CONTINETTI: Well, you can't blame a guy for trying. And we've heard from Rahm Emanuel, who's Chief of Staff, and Secretary of State Clinton even, that a crisis is a terrible opportunity to waste. And so, the Obama administration needs to deal with a financial crisis in a way that they really haven't yet had this detailed plan that actually gets rid of these trouble assets that are bringing down the banking system - that are the root of our economic malaise.

They also wanted - have all these grand plans for education reform, for new energy subsidies and for health care reform. What's interesting to me, though, is that it seems these two priorities - the economic crisis on the one hand and the budget efforts on the other - are kind of beginning to run against each other.

And what we saw when Geithner went to the Hill yesterday to talk about the Obama budget, a lot of Senators, including some Democrats, like Kent Conrad, were fairly skeptical. They were - they brought up questions like, well, do we really want to impose a cap on carbon emissions at a time of economic downturn or in health care, which in the Obama budget is listed as TBD - to be determined? Are we really ready for all these grand reforms that may cost more money then they'll save in the long run?

NORRIS: Now, when we when talk about the economy, I'm curious about a very simple question, is this Barack Obama's economy now? Or can he say, listen, this is the economy that I inherited from the other guy?

DIONNE: I think it's - he can still say it's the economy he inherited from the other guy. I was thinking before you saw this precipitous drop in the market and the terrible news on unemployment that he had quite a bit of time. And I've decided the real equation for him is not just time, but time times the acceleration downward.

If you can have some sort of floor on the market, have it come up, have unemployment stabilized, then I do think he'll be able to say this mess is Bush's fault. If the thing gets worse and worse and worse, if he returned to the news of last week, then I think he would have less time. I think there is one substantive way in which this week's news may affect things.

The administration believes, I think, that the banks may not be insolvent in the long run, as long as you don't take those bad assets and value them as they are now. If the economy starts coming back up, those assets will rise in value and perhaps the dangers to the banks won't be as great. That's a kind of rosy scenario, but it's the one they're hoping works out.

NORRIS: Is this a timeline, Matthew, that you see on the horizon?

CONTINETTI: Well, I see that the timeline on the horizon being that Obama will continue to be able to show that this was George Bush's economy, and the polls reflect that, too. Most people think that this was a Republican problem that is now affecting us all, even though the Democrats are in charge. But four years from now, I don't think that's necessarily going to be the case.

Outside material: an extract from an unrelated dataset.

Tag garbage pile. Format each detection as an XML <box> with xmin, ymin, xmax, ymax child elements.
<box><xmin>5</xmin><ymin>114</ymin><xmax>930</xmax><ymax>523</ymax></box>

And so Obama's chances then will be determined by, you know, the realities and opinions there. I will say this, though. You know, Franklin Roosevelt, to go back to history, he had mixed success reinvigorating the American economy. But what he did have was great political success in creating majorities and getting his program through.

And I think a lot of Obama's future will be determined, not necessarily even by what he does for the economy, but what he does politically. And that's why I think there's another reason for Obama, that he needs to get through these programs that he stakes so much on - things like cap-and-trade, things like health care reform this year.

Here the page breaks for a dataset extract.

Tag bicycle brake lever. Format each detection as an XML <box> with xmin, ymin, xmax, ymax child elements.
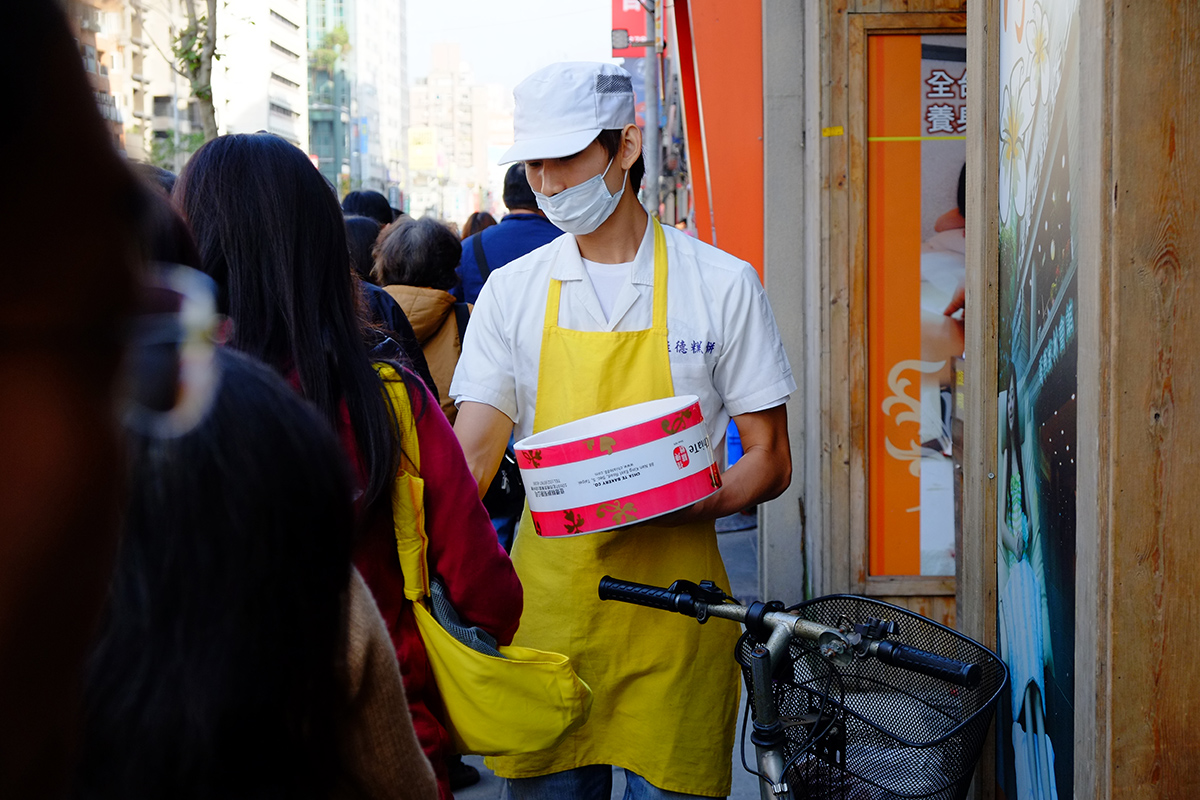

NORRIS: Just quickly, E.J., we only have a few seconds, but when he starts to face criticism from people like him Kent Conrad, within his own party, how damaging is that for him as he tries to build confidence in the economy? Very quickly.

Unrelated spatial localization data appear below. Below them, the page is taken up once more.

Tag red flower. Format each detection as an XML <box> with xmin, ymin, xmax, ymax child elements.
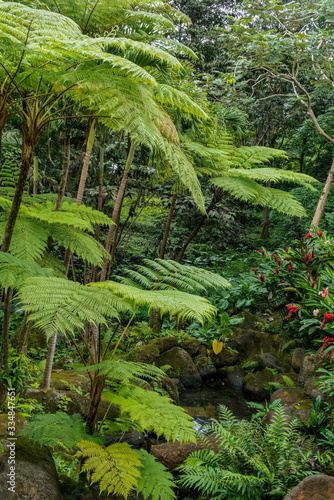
<box><xmin>286</xmin><ymin>247</ymin><xmax>289</xmax><ymax>252</ymax></box>
<box><xmin>317</xmin><ymin>230</ymin><xmax>323</xmax><ymax>237</ymax></box>
<box><xmin>285</xmin><ymin>257</ymin><xmax>291</xmax><ymax>261</ymax></box>
<box><xmin>274</xmin><ymin>255</ymin><xmax>278</xmax><ymax>262</ymax></box>
<box><xmin>277</xmin><ymin>258</ymin><xmax>281</xmax><ymax>266</ymax></box>
<box><xmin>318</xmin><ymin>336</ymin><xmax>334</xmax><ymax>359</ymax></box>
<box><xmin>304</xmin><ymin>232</ymin><xmax>313</xmax><ymax>239</ymax></box>
<box><xmin>288</xmin><ymin>264</ymin><xmax>292</xmax><ymax>273</ymax></box>
<box><xmin>287</xmin><ymin>303</ymin><xmax>300</xmax><ymax>319</ymax></box>
<box><xmin>252</xmin><ymin>268</ymin><xmax>257</xmax><ymax>275</ymax></box>
<box><xmin>275</xmin><ymin>268</ymin><xmax>279</xmax><ymax>275</ymax></box>
<box><xmin>308</xmin><ymin>270</ymin><xmax>312</xmax><ymax>282</ymax></box>
<box><xmin>320</xmin><ymin>313</ymin><xmax>334</xmax><ymax>330</ymax></box>
<box><xmin>311</xmin><ymin>277</ymin><xmax>318</xmax><ymax>288</ymax></box>
<box><xmin>259</xmin><ymin>273</ymin><xmax>265</xmax><ymax>282</ymax></box>
<box><xmin>305</xmin><ymin>253</ymin><xmax>313</xmax><ymax>264</ymax></box>
<box><xmin>257</xmin><ymin>249</ymin><xmax>265</xmax><ymax>255</ymax></box>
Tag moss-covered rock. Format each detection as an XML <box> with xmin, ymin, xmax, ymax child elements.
<box><xmin>298</xmin><ymin>353</ymin><xmax>319</xmax><ymax>386</ymax></box>
<box><xmin>181</xmin><ymin>338</ymin><xmax>202</xmax><ymax>357</ymax></box>
<box><xmin>256</xmin><ymin>352</ymin><xmax>293</xmax><ymax>373</ymax></box>
<box><xmin>0</xmin><ymin>413</ymin><xmax>27</xmax><ymax>437</ymax></box>
<box><xmin>155</xmin><ymin>347</ymin><xmax>202</xmax><ymax>390</ymax></box>
<box><xmin>244</xmin><ymin>369</ymin><xmax>274</xmax><ymax>400</ymax></box>
<box><xmin>149</xmin><ymin>337</ymin><xmax>178</xmax><ymax>354</ymax></box>
<box><xmin>50</xmin><ymin>370</ymin><xmax>90</xmax><ymax>394</ymax></box>
<box><xmin>210</xmin><ymin>348</ymin><xmax>239</xmax><ymax>367</ymax></box>
<box><xmin>195</xmin><ymin>356</ymin><xmax>217</xmax><ymax>378</ymax></box>
<box><xmin>0</xmin><ymin>436</ymin><xmax>62</xmax><ymax>499</ymax></box>
<box><xmin>127</xmin><ymin>344</ymin><xmax>160</xmax><ymax>364</ymax></box>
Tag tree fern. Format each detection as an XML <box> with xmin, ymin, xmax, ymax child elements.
<box><xmin>77</xmin><ymin>440</ymin><xmax>142</xmax><ymax>498</ymax></box>
<box><xmin>0</xmin><ymin>251</ymin><xmax>53</xmax><ymax>291</ymax></box>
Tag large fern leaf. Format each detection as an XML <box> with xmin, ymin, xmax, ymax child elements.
<box><xmin>136</xmin><ymin>449</ymin><xmax>176</xmax><ymax>500</ymax></box>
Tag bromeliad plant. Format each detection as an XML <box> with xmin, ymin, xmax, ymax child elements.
<box><xmin>250</xmin><ymin>228</ymin><xmax>334</xmax><ymax>353</ymax></box>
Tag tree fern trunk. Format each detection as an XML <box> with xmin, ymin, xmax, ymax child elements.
<box><xmin>0</xmin><ymin>287</ymin><xmax>13</xmax><ymax>370</ymax></box>
<box><xmin>55</xmin><ymin>118</ymin><xmax>71</xmax><ymax>211</ymax></box>
<box><xmin>0</xmin><ymin>105</ymin><xmax>9</xmax><ymax>155</ymax></box>
<box><xmin>1</xmin><ymin>131</ymin><xmax>36</xmax><ymax>252</ymax></box>
<box><xmin>312</xmin><ymin>158</ymin><xmax>334</xmax><ymax>228</ymax></box>
<box><xmin>76</xmin><ymin>118</ymin><xmax>97</xmax><ymax>206</ymax></box>
<box><xmin>19</xmin><ymin>312</ymin><xmax>30</xmax><ymax>355</ymax></box>
<box><xmin>90</xmin><ymin>324</ymin><xmax>99</xmax><ymax>363</ymax></box>
<box><xmin>177</xmin><ymin>189</ymin><xmax>223</xmax><ymax>263</ymax></box>
<box><xmin>90</xmin><ymin>141</ymin><xmax>105</xmax><ymax>282</ymax></box>
<box><xmin>41</xmin><ymin>333</ymin><xmax>57</xmax><ymax>390</ymax></box>
<box><xmin>63</xmin><ymin>119</ymin><xmax>97</xmax><ymax>273</ymax></box>
<box><xmin>100</xmin><ymin>141</ymin><xmax>136</xmax><ymax>281</ymax></box>
<box><xmin>33</xmin><ymin>156</ymin><xmax>38</xmax><ymax>195</ymax></box>
<box><xmin>159</xmin><ymin>193</ymin><xmax>177</xmax><ymax>259</ymax></box>
<box><xmin>86</xmin><ymin>374</ymin><xmax>106</xmax><ymax>431</ymax></box>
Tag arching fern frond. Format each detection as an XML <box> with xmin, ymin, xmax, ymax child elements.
<box><xmin>77</xmin><ymin>441</ymin><xmax>141</xmax><ymax>498</ymax></box>
<box><xmin>136</xmin><ymin>449</ymin><xmax>176</xmax><ymax>500</ymax></box>
<box><xmin>211</xmin><ymin>176</ymin><xmax>307</xmax><ymax>217</ymax></box>
<box><xmin>0</xmin><ymin>217</ymin><xmax>49</xmax><ymax>262</ymax></box>
<box><xmin>90</xmin><ymin>280</ymin><xmax>217</xmax><ymax>324</ymax></box>
<box><xmin>0</xmin><ymin>252</ymin><xmax>53</xmax><ymax>291</ymax></box>
<box><xmin>224</xmin><ymin>168</ymin><xmax>317</xmax><ymax>190</ymax></box>
<box><xmin>229</xmin><ymin>146</ymin><xmax>288</xmax><ymax>168</ymax></box>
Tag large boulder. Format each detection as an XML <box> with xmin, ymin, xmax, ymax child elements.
<box><xmin>0</xmin><ymin>437</ymin><xmax>62</xmax><ymax>499</ymax></box>
<box><xmin>155</xmin><ymin>347</ymin><xmax>202</xmax><ymax>390</ymax></box>
<box><xmin>229</xmin><ymin>330</ymin><xmax>285</xmax><ymax>359</ymax></box>
<box><xmin>150</xmin><ymin>337</ymin><xmax>178</xmax><ymax>354</ymax></box>
<box><xmin>50</xmin><ymin>370</ymin><xmax>90</xmax><ymax>394</ymax></box>
<box><xmin>127</xmin><ymin>344</ymin><xmax>160</xmax><ymax>364</ymax></box>
<box><xmin>283</xmin><ymin>474</ymin><xmax>334</xmax><ymax>500</ymax></box>
<box><xmin>270</xmin><ymin>388</ymin><xmax>314</xmax><ymax>425</ymax></box>
<box><xmin>219</xmin><ymin>367</ymin><xmax>245</xmax><ymax>391</ymax></box>
<box><xmin>256</xmin><ymin>353</ymin><xmax>292</xmax><ymax>373</ymax></box>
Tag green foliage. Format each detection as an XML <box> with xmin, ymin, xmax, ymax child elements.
<box><xmin>20</xmin><ymin>412</ymin><xmax>102</xmax><ymax>452</ymax></box>
<box><xmin>77</xmin><ymin>441</ymin><xmax>142</xmax><ymax>498</ymax></box>
<box><xmin>316</xmin><ymin>368</ymin><xmax>334</xmax><ymax>398</ymax></box>
<box><xmin>247</xmin><ymin>398</ymin><xmax>282</xmax><ymax>420</ymax></box>
<box><xmin>136</xmin><ymin>449</ymin><xmax>176</xmax><ymax>500</ymax></box>
<box><xmin>178</xmin><ymin>405</ymin><xmax>314</xmax><ymax>499</ymax></box>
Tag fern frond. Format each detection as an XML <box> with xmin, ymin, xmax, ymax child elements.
<box><xmin>0</xmin><ymin>252</ymin><xmax>53</xmax><ymax>291</ymax></box>
<box><xmin>77</xmin><ymin>440</ymin><xmax>141</xmax><ymax>498</ymax></box>
<box><xmin>90</xmin><ymin>280</ymin><xmax>217</xmax><ymax>324</ymax></box>
<box><xmin>103</xmin><ymin>385</ymin><xmax>196</xmax><ymax>443</ymax></box>
<box><xmin>0</xmin><ymin>217</ymin><xmax>48</xmax><ymax>261</ymax></box>
<box><xmin>136</xmin><ymin>449</ymin><xmax>176</xmax><ymax>500</ymax></box>
<box><xmin>229</xmin><ymin>146</ymin><xmax>288</xmax><ymax>167</ymax></box>
<box><xmin>81</xmin><ymin>359</ymin><xmax>165</xmax><ymax>383</ymax></box>
<box><xmin>211</xmin><ymin>176</ymin><xmax>307</xmax><ymax>216</ymax></box>
<box><xmin>19</xmin><ymin>412</ymin><xmax>101</xmax><ymax>451</ymax></box>
<box><xmin>225</xmin><ymin>167</ymin><xmax>317</xmax><ymax>190</ymax></box>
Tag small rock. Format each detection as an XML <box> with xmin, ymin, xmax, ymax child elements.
<box><xmin>210</xmin><ymin>348</ymin><xmax>239</xmax><ymax>367</ymax></box>
<box><xmin>244</xmin><ymin>370</ymin><xmax>274</xmax><ymax>400</ymax></box>
<box><xmin>303</xmin><ymin>377</ymin><xmax>323</xmax><ymax>400</ymax></box>
<box><xmin>50</xmin><ymin>371</ymin><xmax>90</xmax><ymax>394</ymax></box>
<box><xmin>53</xmin><ymin>356</ymin><xmax>74</xmax><ymax>370</ymax></box>
<box><xmin>195</xmin><ymin>356</ymin><xmax>217</xmax><ymax>378</ymax></box>
<box><xmin>181</xmin><ymin>338</ymin><xmax>202</xmax><ymax>357</ymax></box>
<box><xmin>151</xmin><ymin>437</ymin><xmax>219</xmax><ymax>471</ymax></box>
<box><xmin>256</xmin><ymin>352</ymin><xmax>292</xmax><ymax>373</ymax></box>
<box><xmin>283</xmin><ymin>474</ymin><xmax>334</xmax><ymax>500</ymax></box>
<box><xmin>218</xmin><ymin>367</ymin><xmax>245</xmax><ymax>391</ymax></box>
<box><xmin>291</xmin><ymin>348</ymin><xmax>306</xmax><ymax>373</ymax></box>
<box><xmin>270</xmin><ymin>387</ymin><xmax>304</xmax><ymax>406</ymax></box>
<box><xmin>298</xmin><ymin>353</ymin><xmax>319</xmax><ymax>386</ymax></box>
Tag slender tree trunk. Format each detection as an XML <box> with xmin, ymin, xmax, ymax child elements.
<box><xmin>0</xmin><ymin>106</ymin><xmax>9</xmax><ymax>155</ymax></box>
<box><xmin>312</xmin><ymin>158</ymin><xmax>334</xmax><ymax>228</ymax></box>
<box><xmin>76</xmin><ymin>118</ymin><xmax>97</xmax><ymax>206</ymax></box>
<box><xmin>0</xmin><ymin>287</ymin><xmax>13</xmax><ymax>370</ymax></box>
<box><xmin>41</xmin><ymin>333</ymin><xmax>57</xmax><ymax>389</ymax></box>
<box><xmin>90</xmin><ymin>142</ymin><xmax>105</xmax><ymax>282</ymax></box>
<box><xmin>1</xmin><ymin>131</ymin><xmax>37</xmax><ymax>252</ymax></box>
<box><xmin>55</xmin><ymin>118</ymin><xmax>71</xmax><ymax>211</ymax></box>
<box><xmin>86</xmin><ymin>374</ymin><xmax>106</xmax><ymax>431</ymax></box>
<box><xmin>100</xmin><ymin>141</ymin><xmax>136</xmax><ymax>281</ymax></box>
<box><xmin>177</xmin><ymin>189</ymin><xmax>224</xmax><ymax>263</ymax></box>
<box><xmin>260</xmin><ymin>181</ymin><xmax>271</xmax><ymax>239</ymax></box>
<box><xmin>159</xmin><ymin>193</ymin><xmax>177</xmax><ymax>259</ymax></box>
<box><xmin>19</xmin><ymin>312</ymin><xmax>30</xmax><ymax>354</ymax></box>
<box><xmin>63</xmin><ymin>119</ymin><xmax>97</xmax><ymax>272</ymax></box>
<box><xmin>33</xmin><ymin>156</ymin><xmax>38</xmax><ymax>195</ymax></box>
<box><xmin>90</xmin><ymin>324</ymin><xmax>99</xmax><ymax>363</ymax></box>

DIONNE: If he runs into a lot of conservative Democratic opposition, particularly moderate to conservative opposition, particularly on health care, I think they're prepared to compromise on cap-and-trade. He's got to get a health care plan through.

NORRIS: Thanks to both of you.

CONTINETTI: Thank you.

DIONNE: Thank you.

NORRIS: That's E.J. Dionne of the Brookings Institution and The Washington Post. And Matthew Continetti of The Weekly Standard.